I created a Paladin and the other player (who was new to DW, but had years of D&D experience) created a Bard. Together, we chose to defend the mountain town of Highpass, an important stopover in a periodic religious pilgrimage.
It was a dark time - literally. The sun was being shrouded by something, and we knew evil was afoot. The Paladin headed up the road, checking for trouble, and sure enough, some cursed bird-men had laid a trap and blocked off the path. We ascended the mountain (Bard first, facing considerable danger) and confronted the bird-men. They backed off without a fight, and the Bard went back to town to rally support (or gather tools) to clear the road while the Paladin remained behind to start work.
The villagers were fearful and didn't assist directly, so the two of us headed further up. We then encountered a group of four cultists around a blue bonfire, chanting. The Paladin issued a challenge and confronted them, plowing through the minions to take on the apparent leader. Battle then broke out, with the Bard delivering some telling blows, the Paladin getting into a very rough-and-tumble fight (setting one cultist alight with the campfire, burning another's hand and his own in the same fire), and a painful showdown where the Bard was taken hostage and the Paladin intercepted a dagger meant for her.
With the Paladin seriously wounded, the Bard realized that the only way to stop the magic of the fire was a great sacrifice. She would have offered up the captive cultists, but the Paladin, knowing this would be an evil act, intervened, and healed the survivors and the Bard herself, then sent them all back to town before dealing with the flame's hunger the only way he could. A 4 on the Last Breath roll later, and the Paladin was a memory being told by the Bard in song to a grateful village.
The new DW player definitely felt like the system had an edge over classic D&D for the DM, both in terms of prep and play. Character creation is also obviously faster.

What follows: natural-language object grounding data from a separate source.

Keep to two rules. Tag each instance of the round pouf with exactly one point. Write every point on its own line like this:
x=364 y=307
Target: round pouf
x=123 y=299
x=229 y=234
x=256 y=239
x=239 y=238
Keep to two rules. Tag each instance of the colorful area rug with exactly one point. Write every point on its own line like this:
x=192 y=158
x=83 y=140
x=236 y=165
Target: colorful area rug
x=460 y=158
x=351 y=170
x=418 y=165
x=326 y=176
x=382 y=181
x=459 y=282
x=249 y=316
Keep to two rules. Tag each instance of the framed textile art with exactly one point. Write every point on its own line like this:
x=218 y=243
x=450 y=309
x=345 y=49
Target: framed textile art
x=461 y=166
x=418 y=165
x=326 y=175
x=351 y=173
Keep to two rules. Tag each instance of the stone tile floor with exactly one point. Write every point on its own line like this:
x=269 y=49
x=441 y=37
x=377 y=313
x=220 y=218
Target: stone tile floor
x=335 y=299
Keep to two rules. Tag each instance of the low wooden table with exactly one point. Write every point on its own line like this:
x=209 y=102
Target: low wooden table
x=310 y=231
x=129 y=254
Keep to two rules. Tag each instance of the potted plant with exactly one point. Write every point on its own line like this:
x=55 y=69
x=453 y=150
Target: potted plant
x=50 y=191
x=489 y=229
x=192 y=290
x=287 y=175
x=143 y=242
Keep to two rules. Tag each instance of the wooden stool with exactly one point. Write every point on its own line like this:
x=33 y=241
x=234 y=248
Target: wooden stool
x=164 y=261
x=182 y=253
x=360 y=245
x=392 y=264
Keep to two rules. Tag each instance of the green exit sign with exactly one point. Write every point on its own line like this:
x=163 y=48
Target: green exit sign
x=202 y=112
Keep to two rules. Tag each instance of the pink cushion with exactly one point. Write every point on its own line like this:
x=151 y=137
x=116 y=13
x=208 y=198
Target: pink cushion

In terms of this one-shot, combat was surprisingly brutal. Although the Paladin was clearly an idealist and had some magical blessings, he was an older guy and just threw himself bodily into the fight. He got cut, stabbed, burned, and even with his armor and sword took some damage, including chills from magical ice. It wasn't a clean sword duel or a graceful dance through a crowd of mooks. It was violent and desperate. While D&D gives you a lot of tactical options, the "right" choice for DW is often the one that's most narratively interesting and true in the moment.